In an effort to improve transparency in medical damages, HB 837 would require an injured party who seeks medical treatment under a letter of protection to disclose the following for the determination of damages:

  1. A copy of the letter of protection;
  2. All billings for the rendered medical expenses, which must be properly itemized with CPT codes in effect for the year the services are rendered;
  3. If the provider sells the accounts receivable to a third party or factoring company, the name of the third party and the dollar amount for which the third party purchased the accounts;
  4. Whether the injured party had health care coverage at the time of treatment, and the identity of such coverage; and
  5. Whether the injured party was referred for treatment under a letter of protection and, if so, the identity of the person who made the referral.

Evidence and Calculation of Past and Future Medical Damages

HB 837 also seeks to limit the scope of evidence that is admissible to prove the amount of damages for both past and future medical treatment.

Past medical care

For past medical care that has been paid by insurance, evidence would be limited to the amount paid for the medical expenses.  The evidence to prove past medical care that has not been paid depends on whether the plaintiff has insurance, Medicare or Medicaid, or no insurance:

  1. If the party has insurance, evidence is limited to the amount the insurer is required to pay the medical provider in satisfaction of the treatment.
  2. If the party has insurance but opts to treat under a letter of protection, evidence is limited to the amount the insurer would have paid under the policy if the party utilized their insurance would be admissible.
  3. If the party has no insurance, evidence is limited to the Medicare reimbursement rate at the time of trial. If there is no Medicare reimbursement rate exists for the services, the admissible amount is 140% the state Medicaid rate.
  4. If the party treats under a letter of protection and that bill is sold to a third party, the amount is limited to what the third party paid to purchase the bill.

Future medical care

Evidence relating to future medical treatment would be handled in a similar fashion. In a case where the party has insurance, evidence of the amount the insurer would be required to pay the medical provider in satisfaction of the treatment is admissible. If the party is without insurance, evidence of the Medicare reimbursement rate at the time of trial for such treatment is admissible; if there is no applicable Medicare rate for the future treatment at issue, 140% of the applicable state Medicaid rate amount is admissible.

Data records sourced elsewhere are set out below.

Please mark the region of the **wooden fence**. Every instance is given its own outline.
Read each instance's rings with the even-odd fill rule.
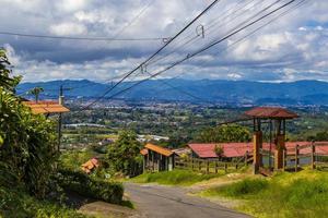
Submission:
[[[321,147],[328,147],[328,144],[311,143],[308,145],[296,145],[283,153],[283,170],[298,171],[302,167],[328,168],[328,153],[319,152]]]
[[[176,169],[192,170],[201,173],[219,173],[220,171],[229,172],[239,169],[247,165],[247,156],[236,158],[234,161],[222,161],[219,159],[200,159],[200,158],[175,158]]]

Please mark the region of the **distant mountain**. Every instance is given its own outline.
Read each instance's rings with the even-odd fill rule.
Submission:
[[[122,83],[115,88],[119,92],[132,85],[133,82]],[[60,85],[67,97],[97,97],[110,84],[82,81],[51,81],[42,83],[23,83],[17,93],[40,86],[45,89],[42,97],[57,97]],[[113,92],[112,94],[115,94]],[[258,105],[328,105],[328,83],[320,81],[297,81],[292,83],[262,83],[249,81],[221,80],[156,80],[144,82],[126,92],[117,98],[133,100],[173,100],[194,102],[230,102]]]

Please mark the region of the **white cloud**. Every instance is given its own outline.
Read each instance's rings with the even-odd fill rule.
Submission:
[[[143,7],[145,0],[0,0],[0,25],[3,31],[25,34],[57,36],[113,37],[120,32]],[[276,1],[276,0],[274,0]],[[274,2],[270,0],[270,2]],[[251,10],[241,11],[236,20],[218,17],[226,9],[235,10],[238,0],[221,1],[203,19],[190,26],[173,45],[160,56],[174,51],[167,59],[150,65],[151,72],[192,53],[222,37],[227,29],[237,25]],[[269,3],[254,2],[256,10]],[[185,26],[208,1],[166,0],[154,3],[120,37],[167,37]],[[229,80],[326,80],[328,37],[328,2],[314,0],[288,16],[283,16],[243,43],[230,47],[249,31],[239,33],[216,47],[195,57],[161,76],[209,77]],[[245,13],[244,13],[245,12]],[[255,11],[254,11],[255,12]],[[10,19],[8,19],[10,17]],[[206,27],[215,19],[218,25],[206,32],[206,38],[181,46],[187,36],[196,35],[196,26]],[[160,41],[70,41],[2,37],[0,46],[7,45],[16,72],[26,73],[25,80],[90,78],[106,80],[110,75],[125,73],[157,50]],[[9,46],[10,45],[10,46]],[[229,47],[227,50],[226,47]],[[290,70],[292,69],[292,72]],[[233,72],[233,73],[232,73]],[[237,73],[235,73],[237,72]],[[302,72],[302,73],[298,73]],[[315,72],[315,73],[313,73]],[[321,72],[321,73],[320,73]]]
[[[87,32],[86,27],[83,24],[77,23],[61,23],[51,25],[49,27],[51,34],[58,36],[69,36],[69,35],[83,35]]]

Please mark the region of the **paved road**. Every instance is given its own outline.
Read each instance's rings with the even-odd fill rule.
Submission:
[[[179,187],[126,183],[125,189],[142,217],[147,218],[245,218],[207,199],[189,196]]]

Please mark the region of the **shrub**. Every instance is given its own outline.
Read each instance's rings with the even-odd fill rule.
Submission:
[[[58,171],[56,179],[63,189],[80,195],[113,204],[122,202],[124,187],[121,183],[90,178],[83,172],[63,169]]]
[[[263,179],[245,179],[231,185],[219,187],[216,192],[221,192],[224,196],[245,197],[263,191],[268,185],[269,182]]]
[[[0,217],[36,218],[84,218],[73,209],[48,201],[36,199],[21,189],[0,187]]]
[[[188,170],[173,170],[156,173],[144,173],[133,181],[140,183],[156,182],[160,184],[191,185],[196,182],[204,181],[218,177],[218,174],[200,174]]]

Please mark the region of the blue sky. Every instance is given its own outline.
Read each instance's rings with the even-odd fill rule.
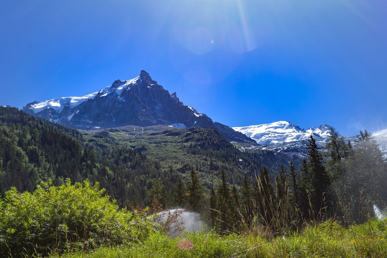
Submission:
[[[230,126],[387,128],[385,1],[2,1],[0,104],[141,70]]]

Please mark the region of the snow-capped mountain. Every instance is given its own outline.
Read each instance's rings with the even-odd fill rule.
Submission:
[[[117,80],[111,86],[82,97],[35,101],[23,108],[35,116],[77,129],[112,128],[132,125],[163,125],[185,128],[216,128],[229,140],[253,142],[192,107],[185,106],[175,92],[170,94],[141,71],[134,79]]]
[[[318,141],[325,142],[329,137],[330,132],[329,126],[327,125],[312,127],[305,131],[286,121],[233,127],[233,129],[245,135],[261,145],[274,145],[306,140],[311,135]]]
[[[379,131],[372,134],[372,137],[376,140],[379,148],[383,153],[384,157],[387,158],[387,129]]]
[[[261,145],[247,146],[245,148],[267,149],[276,153],[281,153],[290,160],[294,155],[300,158],[306,157],[305,144],[311,135],[316,139],[319,147],[325,145],[329,140],[330,128],[327,125],[323,125],[305,130],[289,122],[278,121],[233,129]]]

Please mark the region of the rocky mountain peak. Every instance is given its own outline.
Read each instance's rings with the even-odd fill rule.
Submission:
[[[151,78],[151,75],[149,75],[149,73],[146,72],[145,70],[141,70],[140,72],[140,78],[141,79],[141,81],[146,82],[150,84],[155,84],[156,83],[156,82]]]

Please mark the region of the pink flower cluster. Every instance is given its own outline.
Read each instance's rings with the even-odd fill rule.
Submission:
[[[178,242],[177,248],[180,250],[191,251],[194,249],[194,244],[189,240],[183,239]]]

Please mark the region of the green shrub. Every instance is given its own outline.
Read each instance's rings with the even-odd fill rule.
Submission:
[[[58,187],[43,183],[32,193],[7,191],[0,201],[0,256],[127,244],[154,230],[153,216],[119,210],[99,186],[68,179]]]

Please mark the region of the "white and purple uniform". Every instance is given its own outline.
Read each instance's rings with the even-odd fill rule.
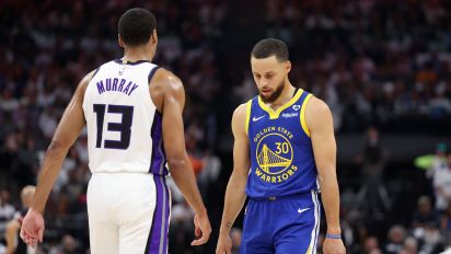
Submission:
[[[102,65],[83,100],[91,253],[167,253],[171,196],[150,61]]]

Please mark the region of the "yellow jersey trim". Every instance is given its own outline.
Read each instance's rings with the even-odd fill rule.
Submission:
[[[305,122],[305,106],[307,103],[310,101],[310,99],[312,97],[312,94],[307,95],[305,100],[302,103],[302,107],[301,107],[301,126],[302,129],[304,130],[304,132],[307,134],[307,136],[310,137],[310,129],[307,126],[307,122]]]
[[[251,119],[251,106],[252,106],[252,100],[250,100],[246,105],[246,126],[244,127],[246,130],[246,134],[248,132],[248,122]]]
[[[287,107],[291,106],[296,101],[298,101],[302,93],[304,91],[302,89],[299,89],[299,91],[294,94],[294,96],[292,99],[290,99],[290,101],[288,101],[286,104],[281,105],[279,108],[277,108],[276,111],[274,111],[273,108],[270,108],[269,106],[267,106],[263,101],[262,97],[258,95],[258,105],[259,107],[262,107],[262,109],[264,109],[265,112],[267,112],[269,114],[269,119],[277,119],[280,115],[280,113],[286,109]]]

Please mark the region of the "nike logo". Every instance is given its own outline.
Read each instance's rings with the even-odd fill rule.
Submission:
[[[265,117],[265,116],[258,116],[258,117],[255,117],[255,116],[254,116],[254,117],[252,118],[252,120],[253,120],[253,122],[257,122],[257,120],[262,119],[263,117]]]
[[[307,210],[309,210],[310,208],[304,208],[304,209],[301,209],[301,208],[299,208],[298,209],[298,213],[302,213],[302,212],[304,212],[304,211],[307,211]]]

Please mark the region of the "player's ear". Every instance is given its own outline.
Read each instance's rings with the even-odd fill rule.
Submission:
[[[286,69],[286,71],[287,71],[287,73],[290,72],[290,70],[291,70],[291,61],[287,60],[287,62],[285,64],[285,69]]]
[[[153,30],[152,35],[150,36],[152,44],[158,44],[157,30]]]
[[[125,47],[124,41],[120,38],[119,34],[117,34],[117,43],[119,44],[120,47]]]

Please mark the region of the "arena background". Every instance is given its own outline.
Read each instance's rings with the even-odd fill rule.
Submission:
[[[122,56],[117,21],[131,7],[157,15],[154,62],[184,82],[186,146],[213,226],[206,246],[190,247],[192,211],[173,189],[170,253],[213,253],[232,169],[231,113],[256,94],[248,56],[265,37],[289,45],[292,83],[332,108],[348,253],[451,246],[451,2],[2,0],[0,253],[20,189],[35,184],[77,83]],[[42,253],[89,252],[85,143],[82,135],[48,200]]]

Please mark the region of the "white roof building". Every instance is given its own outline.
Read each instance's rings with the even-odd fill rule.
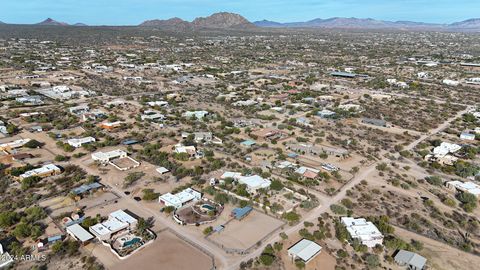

Under the proposed bill, an award for damages may not exceed:

  1. The amount actually paid by or on behalf of the injured party to the medical provider regardless of who paid;
  2. The amount necessary to satisfy charges for medical services that are owed or not yet satisfied at the time of trial; and
  3. The amount necessary to provide for any reasonable and necessary future medical treatment.

In other words, the amount of damages that can be awarded at trial will be limited to the actual costs of past and future medical treatment, not inflated, illusory charges.